In moving up the row index and looking at 2, we begin with 2 units at the start of the day and ending the day with 0 units implies a sale of 2 units. That has a probability of 0.2 but p_{2,0} = 0.3 in the table.
This implies either a misunderstanding on my part or a typological error.
Can someone clarify?
The transition matrix should be interpreted as
$$P(x,y) = \mathbf P\left( \text{end next day with $y$ units, having ended today with $x$ units}\right).$$
Note that this is different to the interpretation you gave of "ending the day with $y$, having started that day with $x$", because of the fact that we re-stock in the morning.

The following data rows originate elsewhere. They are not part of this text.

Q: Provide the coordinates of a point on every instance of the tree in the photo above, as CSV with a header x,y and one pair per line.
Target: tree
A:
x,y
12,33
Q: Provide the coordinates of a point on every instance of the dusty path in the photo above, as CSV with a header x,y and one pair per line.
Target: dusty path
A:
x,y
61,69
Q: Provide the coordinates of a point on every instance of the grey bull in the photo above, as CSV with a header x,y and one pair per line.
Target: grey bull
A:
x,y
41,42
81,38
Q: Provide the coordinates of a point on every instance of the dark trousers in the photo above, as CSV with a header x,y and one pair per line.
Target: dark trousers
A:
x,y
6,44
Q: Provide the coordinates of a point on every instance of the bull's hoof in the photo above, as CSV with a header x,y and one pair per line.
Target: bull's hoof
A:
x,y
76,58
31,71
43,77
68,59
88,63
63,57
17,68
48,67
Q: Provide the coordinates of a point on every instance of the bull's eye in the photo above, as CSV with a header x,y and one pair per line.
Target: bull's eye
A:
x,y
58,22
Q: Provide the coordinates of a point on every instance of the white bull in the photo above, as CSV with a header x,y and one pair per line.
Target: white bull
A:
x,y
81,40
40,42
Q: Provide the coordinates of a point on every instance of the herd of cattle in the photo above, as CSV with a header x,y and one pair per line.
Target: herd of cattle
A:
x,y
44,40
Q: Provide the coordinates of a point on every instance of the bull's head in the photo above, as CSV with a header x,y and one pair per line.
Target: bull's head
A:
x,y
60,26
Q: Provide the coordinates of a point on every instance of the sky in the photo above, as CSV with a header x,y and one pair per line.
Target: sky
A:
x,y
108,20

The 2,3 strategy In this case it does not matter how many units there were the night before, because we always restock to have $3$ units the next morning. This is why the rows of this matrix are constant. Note that in your original interpretation it would be the case that $P(x,y) = 0$ for all $x \neq 3$, since we know that we start the morning with $3$ units.
The 1,3 strategy If in this case $x = 0,1,3$ then as above this means that we would start the next morning with $3$ units. Hence these rows in the matrix are the same as before.
Now in the case that we end the previous evening with $x = 2$ then we do not restock. So we have to look at what this means for our likely sales.
The important assumption that Durrett is implicitly making is: the number of units we have to sell, does not impact the purchasers desire to buy. I.e. having fewer units does not mean that fewer people will try to buy one.
So, given that we have $x = 2$ units the evening before (and hence at the start of the next day), the probability that we end the day with $2$ units is the probability of sellin no units, which is the same as if we had three units. i.e $P(2,2) = 0.3$.
The probability that we end the day with $1$ unit is the probability that we sell $1$ unit (of $2$) and so $P(2,1) = 0.4$.
Finally the probability that we end the day with $0$ units is the probability that we sell $2$. This is the same as the probability that two or more people want to buy a unit: it is not the probability that exactly two people want to buy a unit. As such it is the same as the probability that if we had 3 units we would sell two of them, plus the probability that we would have sold three. In this case, if we had only two units to sell somebody walks away without one. Hence $P(2,0) = 0.2 + 0.1 = 0.3$.
Finally it is hopefully clear that $P(2,3) = 0$ since we only have two units.
Combining these, we obtain the matrix proposed by Durrett.